As thousands of American troops head home from Iraq and Afghanistan, many veterans still suffer from a war fought more than twenty years ago.
Now, a Baylor research team hopes to find answers about Gulf War Illness and develop effective treatments for the debilitating condition.
Dr. Lea Steele headed the one of the first scientific panels to study what was then known as Gulf War Syndrome. Now armed with a $2.6 million grant from the Department of Defense, Dr. Steele, along with Scott and White Hospital, is determined to find a cure.
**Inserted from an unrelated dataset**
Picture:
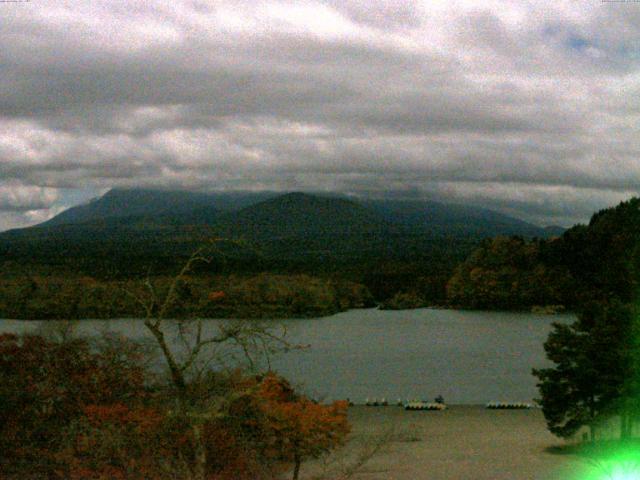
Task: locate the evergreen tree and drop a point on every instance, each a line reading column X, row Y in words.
column 595, row 375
"There was a consistent pattern that we saw in thousands and thousands of veterans," she said. "Chronic headache, persistent memory problems, concentration problems, widespread pain."
Now, Gulf War Illness is a recognized medical condition. Experts say one out of four veterans from the war suffers from it—about 200,000 in all.
So far, they know that it is not stress-related or psychological.
"Some of them are quite, quite sick,” Dr. Steele said. “They are unable to work. Their symptoms are so severe they can't hold a job."
Many of these veterans have been suffering for more than a decade, but it wasn’t until recently that researchers determined probably three major factors in contracting the disease.
"The low-level exposure to nerve agents, the use of the Pyridostigmine bromide and the overuse of pesticides," Dr. Steele said.
The soldiers were administered Pyridostigmine bromide in pills, as a nerve agent antidote.
"Nerve gas, these little white pills, the Pyridostigmine bromide pills, and pesticides many of them have them same chemical action on the brain," Dr. Steele said.
The grant will fund a comprehensive approach to the illness.
"We are just on the brink of being about to figure out one, how to diagnose it better and two, how to treat it," the doctor said.
Starting this spring, Dr. Steele will begin clinical research on Gulf War vets. She says Central Texas has one of the largest groups of Desert Storm veterans in the country.